Twelve-year-old Jerome is shot by a police officer who mistakes his toy gun for a real threat. As a ghost, he observes the devastation that’s been unleashed on his family and community in the wake of what they see as an unjust and brutal killing.
Soon Jerome meets another ghost: Emmett Till, a boy from a very different time but similar circumstances. Emmett helps Jerome process what has happened, on a journey towards recognizing how historical racism may have led to the events that ended his life. Jerome also meets Sarah, the daughter of the police officer, who grapples with her father’s actions.

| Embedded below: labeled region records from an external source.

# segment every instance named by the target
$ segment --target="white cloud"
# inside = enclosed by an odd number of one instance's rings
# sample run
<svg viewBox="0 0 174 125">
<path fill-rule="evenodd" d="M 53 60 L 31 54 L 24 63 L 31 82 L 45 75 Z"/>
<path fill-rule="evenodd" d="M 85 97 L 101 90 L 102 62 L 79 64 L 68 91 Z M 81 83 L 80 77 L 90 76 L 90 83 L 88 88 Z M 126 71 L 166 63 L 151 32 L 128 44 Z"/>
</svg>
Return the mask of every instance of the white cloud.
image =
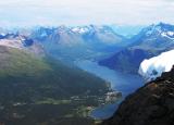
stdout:
<svg viewBox="0 0 174 125">
<path fill-rule="evenodd" d="M 0 1 L 0 24 L 9 22 L 9 25 L 174 23 L 173 13 L 172 0 Z"/>
</svg>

Once again Jewell Parker Rhodes deftly weaves historical and socio-political layers into a gripping and poignant story about how children and families face the complexities of today’s world, and how one boy grows to understand American blackness in the aftermath of his own death. 

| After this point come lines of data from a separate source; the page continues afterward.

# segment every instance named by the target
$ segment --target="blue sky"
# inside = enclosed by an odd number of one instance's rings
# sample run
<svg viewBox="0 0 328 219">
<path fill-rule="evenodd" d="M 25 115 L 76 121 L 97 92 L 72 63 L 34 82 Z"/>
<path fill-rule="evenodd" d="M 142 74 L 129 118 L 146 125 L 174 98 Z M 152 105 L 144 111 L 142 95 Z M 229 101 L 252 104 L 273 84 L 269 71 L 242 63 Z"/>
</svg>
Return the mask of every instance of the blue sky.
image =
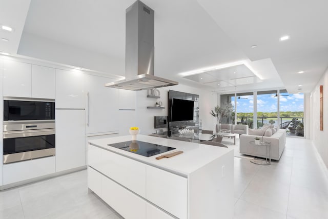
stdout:
<svg viewBox="0 0 328 219">
<path fill-rule="evenodd" d="M 280 95 L 280 111 L 302 111 L 304 110 L 304 95 L 302 93 L 288 94 L 281 93 Z M 277 97 L 271 94 L 261 94 L 257 95 L 257 111 L 259 112 L 276 112 Z M 247 98 L 244 99 L 242 98 Z M 234 97 L 232 97 L 232 102 L 234 103 Z M 253 112 L 253 96 L 240 96 L 240 98 L 237 99 L 237 111 L 238 112 Z"/>
</svg>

This book was written like no other middle grade reader I’ve ever had the pleasure of reading! I read and review MG books to stay on top of the latest recommendations for my students. This one will go to the top of my list!

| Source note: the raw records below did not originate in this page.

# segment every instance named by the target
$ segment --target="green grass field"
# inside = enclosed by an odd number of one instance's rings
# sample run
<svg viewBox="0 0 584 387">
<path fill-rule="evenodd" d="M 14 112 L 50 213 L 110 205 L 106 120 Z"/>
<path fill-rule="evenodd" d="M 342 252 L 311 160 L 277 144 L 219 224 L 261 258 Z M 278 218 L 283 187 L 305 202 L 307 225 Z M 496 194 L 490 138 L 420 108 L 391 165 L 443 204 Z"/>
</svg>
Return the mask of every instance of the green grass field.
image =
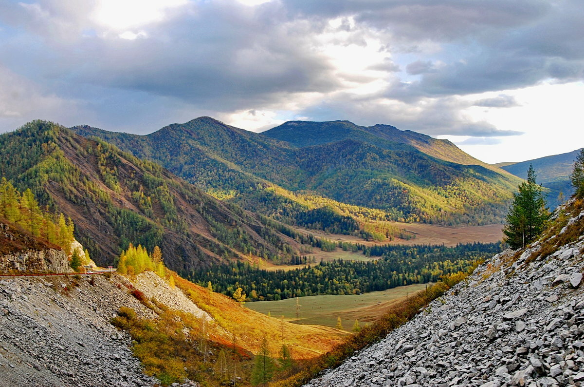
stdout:
<svg viewBox="0 0 584 387">
<path fill-rule="evenodd" d="M 361 323 L 374 321 L 391 309 L 391 305 L 406 295 L 423 289 L 423 284 L 410 285 L 382 292 L 359 295 L 311 296 L 298 299 L 300 304 L 298 323 L 334 327 L 340 317 L 343 328 L 350 331 L 355 319 Z M 284 316 L 286 321 L 296 322 L 296 299 L 279 301 L 256 301 L 245 304 L 246 307 L 272 317 Z"/>
</svg>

This was a delicately told story that managed to tell each perspective in an honest, raw, and chilling important way. She made me feel like Jerome’s story was at the forefront of a very controversial issue but because he was able to tell his story after death, the reader was also able to see this story through the experience of the police officer’s daughter, Emmitt Till, teenager from the 50’s killed by a police officer, and Carlos the boy who Jerome befriended before he died that gave him the toy gun that ultimately led to his fate.
Rhodes was able to create these very real characters to tell so many important stories that middle grade readers will sympathize with and relate to. I am excited to put this book in the hands of many kids!

Jewell Parker Rhodes is the author of five books for children: the New York Times bestseller and #1 Kids’ Indie Next Pick Ghost Boys, Towers Falling, and the Louisiana Girls trilogy, which includes Ninth Ward, Sugar, and Bayou Magic. The Louisiana Girls books have received the Parents’ Choice Foundation Award, the Coretta Scott King Author Honor Award, and the Jane Addam’s Children’s Book Award, among others. Towers Falling is a Junior Library Guild Selection, an Amazon’s Best Book of the Month, and an ADL Best Kid Lit on Bias, Diversity, and Social Justice selection. Ghost Boys was named the NAIBA Book of the Year, a Project LIT Book Club Selection, and one of Amazon’s Best Children’s Books of the Year So Far.

Jewell is also the author of six adult novels: Voodoo Dreams, Magic City, Douglass’ Women, Season, Moon, and Hurricane, as well as the memoir Porch Stories: A Grandmother’s Guide to Happiness, and two writing guides, Free Within Ourselves: Fiction Lessons for Black Authors and The African American Guide to Writing and Publishing Non-Fiction. Her adult literary awards include the American Book Award, the National Endowment of the Arts Award in Fiction, the Black Caucus of the American Library Award for Literary Excellence, and the PEN Oakland/Josephine Miles Award for Outstanding Writing.

Jewell grew up in Pittsburgh, Pennsylvania and earned a Bachelor of Arts in Drama Criticism, a Master of Arts in English, and a Doctor of Arts in English (Creative Writing) from Carnegie Mellon University. Jewell is the Founding Artistic Director and Piper Endowed Chair at the Virginia G. Piper Center for Creative Writing at Arizona State University. She currently lives in San Jose.